Dynamical Response of Nanomechanical Resonators to Biomolecular Interactions

TL;DR

This paper presents a theoretical study of how nanomechanical resonators respond dynamically to biomolecular adsorption, revealing that frequency shifts depend on both mass and molecular interactions, with implications for biomolecule quantification.

Contribution

The study introduces a theoretical model that accounts for biomolecular interactions affecting the resonant frequency shift of nanomechanical resonators.

Findings

Frequency shift depends on biomolecular mass and interactions.

Ionic strength influences DNA adsorption effects.
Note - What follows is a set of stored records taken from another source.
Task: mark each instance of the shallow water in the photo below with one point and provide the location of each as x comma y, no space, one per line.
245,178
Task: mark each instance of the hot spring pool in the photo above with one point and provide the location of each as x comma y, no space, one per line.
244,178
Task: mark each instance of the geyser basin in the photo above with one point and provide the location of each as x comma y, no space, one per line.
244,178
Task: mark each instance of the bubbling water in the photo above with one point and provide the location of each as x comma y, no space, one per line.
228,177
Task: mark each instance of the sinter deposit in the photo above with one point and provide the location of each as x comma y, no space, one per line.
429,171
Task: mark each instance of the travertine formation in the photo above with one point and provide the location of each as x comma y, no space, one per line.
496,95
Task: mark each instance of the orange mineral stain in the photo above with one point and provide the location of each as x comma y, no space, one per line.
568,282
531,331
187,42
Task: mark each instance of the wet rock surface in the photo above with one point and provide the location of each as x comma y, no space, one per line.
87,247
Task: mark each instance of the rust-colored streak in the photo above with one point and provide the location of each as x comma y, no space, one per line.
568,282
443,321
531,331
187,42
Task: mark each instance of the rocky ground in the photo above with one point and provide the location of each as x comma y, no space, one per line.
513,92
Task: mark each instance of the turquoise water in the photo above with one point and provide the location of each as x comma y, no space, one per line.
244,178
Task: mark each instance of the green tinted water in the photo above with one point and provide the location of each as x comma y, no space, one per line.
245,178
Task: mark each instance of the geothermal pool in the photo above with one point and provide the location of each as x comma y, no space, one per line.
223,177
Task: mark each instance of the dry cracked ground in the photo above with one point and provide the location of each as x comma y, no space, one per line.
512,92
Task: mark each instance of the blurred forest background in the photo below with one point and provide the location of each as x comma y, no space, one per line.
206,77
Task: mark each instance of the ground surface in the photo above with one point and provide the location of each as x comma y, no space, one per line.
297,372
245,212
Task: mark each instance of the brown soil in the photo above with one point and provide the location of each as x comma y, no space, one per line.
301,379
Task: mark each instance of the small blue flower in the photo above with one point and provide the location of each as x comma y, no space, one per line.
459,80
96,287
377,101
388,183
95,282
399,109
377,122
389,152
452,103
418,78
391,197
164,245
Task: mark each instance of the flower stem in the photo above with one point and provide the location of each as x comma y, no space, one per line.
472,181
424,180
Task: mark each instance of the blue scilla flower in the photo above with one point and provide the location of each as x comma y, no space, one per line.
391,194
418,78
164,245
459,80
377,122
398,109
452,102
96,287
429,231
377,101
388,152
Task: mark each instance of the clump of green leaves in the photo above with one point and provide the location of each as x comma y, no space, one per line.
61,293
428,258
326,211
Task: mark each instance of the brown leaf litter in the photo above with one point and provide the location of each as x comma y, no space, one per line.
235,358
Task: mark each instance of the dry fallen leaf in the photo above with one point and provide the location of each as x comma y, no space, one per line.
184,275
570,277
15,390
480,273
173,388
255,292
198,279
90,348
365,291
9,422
Resonators can quantify biomolecular mass and interactions.

Abstract

We studied the dynamical response of a nanomechanical resonator to biomolecular (e.g. DNA) adsorptions on a resonator's surface by using a theoretical model, which considers the Hamiltonian H such that the potential energy consists of elastic bending energy of a resonator and the potential energy for biomolecular interactions. It was shown that the resonant frequency shift of a resonator due to biomolecular adsorption depends on not only the mass of adsorbed biomolecules but also the biomolecular interactions. Specifically, for dsDNA adsorption on a resonator's surface, the resonant frequency shift is also dependent on the ionic strength of a solvent, implying the role of molecular interactions on the dynamic behavior of a resonator. This indicates that nanomechanical resonators may enable one to quantify the biomolecular mass, implying the enumeration of biomolecules, as well as gain insight into intermolecular interactions between adsorbed biomolecules on the surface.